W ubiegłym roku po podaniu leku przy temp. 37,8 po godzinie było już przeszło 38,5 na jesieni była podobna sytuacja.
W domu wszyscy przeziębieni wiec i mała zaczęło coś chwytać nie podawałam nic zapobiegawczo jedynie cebion, bo w końcu nie miała gorączki, wieczorem jednak temp była 37,8 wówczas podałam jej lek obniżający gorączkę jednak temp. spadła do 36 stopni, czym było to spowodowane tak niską temp?
Czytałam ze niektórym dzieciom potrafi spać do 35 stopni jak wtedy reagować?
Witam.
Najczęściej ciepłota ciała u dziecka, w zdrowiu wynosi ok. 36,6-37 stopni C. Nie wiem w jakim wieku jest Pani dziecko i z jakiego powodu miała podwyższoną ciepłotę ciała. Nie zawsze leki jednakowo szybko obniżają temperaturę ciała. Każdy człowiek może trochę inaczej je metabolizować. Tak samo jest z narastaniem ciepłoty. Niektóre drobnoustroje (wirusy) dość znacznie podnoszą ciepłotę. Myślę, że obniżanie się temperatury ciała dziecka do 36 stopni nie jest niczym niepokojącym. Taka może być indywidualna reakcja dziecka na leki przeciw gorączkowe. Z obserwacji wynika, że leki p/gorączkowe obniżają temperaturę o ok. 1 stopień.
Jeżeli temp. ciała po lekach wynosiłaby 35 stopni należy wykonać kilka pomiarów. Czasem, przy infekcji i gorączce, organizm sam próbuje regulować temperaturę i wtedy skóra i kończyny mogą być chłodne, czoło też. Wtedy temperatura zależy od miejsca pomiaru.
Pozdrawiam
Dziękuję pani doktor za odpowiedź, moja córcia ma 2 latka i zazwyczaj jest ciężko zbić małej gorączkę jednak ostatnio spadła szybko i to do niskiej temp. Było to w przypadku gorączki jednodniowej a w zasadzie wieczornej.
Pisała pani o kilku pomiarach a jak reagować jeśli będzie tak niska temp ciała po kilku pomiarach w różnych miejscach?
Wspomina pani o chłodnych stopach, mała w okresie jesiennym miała dosyć wysoką gorączkę 40stopni, kiedy gorączka rosła mała miała strasznie zimne nóżki, niektórzy twierdzą że to zwiastun wysokiej gorączki.
U nas Jaś na początku miał przez kilka miesięcy temperaturę na pograniczu 36 36,3 i to u niego było normalne . Dopiero z czasem temperatura się unormowała ale takie odstępstwa się zdarzają.
Może źle przedstawiam całokształt sytuacji, córeczce na ogół ciężko jest zbić temperaturę, przez co pani dr zaleciła podawanie wcześneij leku na obniżenie temperatury nizeli czekać do tych 38 stopni,
Tydzień temu złapałam przeziebienie potem mąż, kilka dni temu mała miała temp. 37,8- podałam jej ibufen jak zawsze temperatura spadła momentalnie do 36 stopni, chociaż czytałam że niektórym dzieciom potrafi spać nawet nizej do 35 nie mówię ze i mojej córeczce tak spadła tylko jestem ciekawa jak w takich sytuacjach reagować?
Mała będąc noworodkiem również miała zachwiania temperatur, kiedy nie miała gorączki czyli od 36,2 do 37,1jednak nigdy nie spadała jej temp po gorączce tak nisko.

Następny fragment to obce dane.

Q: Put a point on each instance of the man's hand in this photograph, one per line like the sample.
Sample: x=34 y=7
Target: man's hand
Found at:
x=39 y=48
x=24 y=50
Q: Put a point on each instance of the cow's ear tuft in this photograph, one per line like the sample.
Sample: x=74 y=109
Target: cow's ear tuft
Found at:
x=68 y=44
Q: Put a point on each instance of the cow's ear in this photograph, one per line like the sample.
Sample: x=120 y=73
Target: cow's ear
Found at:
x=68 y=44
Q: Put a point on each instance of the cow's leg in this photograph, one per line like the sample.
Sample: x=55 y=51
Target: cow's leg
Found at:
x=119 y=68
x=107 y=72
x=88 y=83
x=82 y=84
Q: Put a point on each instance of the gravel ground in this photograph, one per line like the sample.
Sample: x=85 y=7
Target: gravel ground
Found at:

Oczywiście natknełam sie na forum na różne opinie na ten temat przedawkowanie leku - co w naszym przypadku jest nei mozliwe trzymam się tego co jest w ulotce oraz zalecen lekarza, keidy mam wątpliwości zawsze to konsultuje, Jeszcze jedno na co wpadłam to Hipotermia.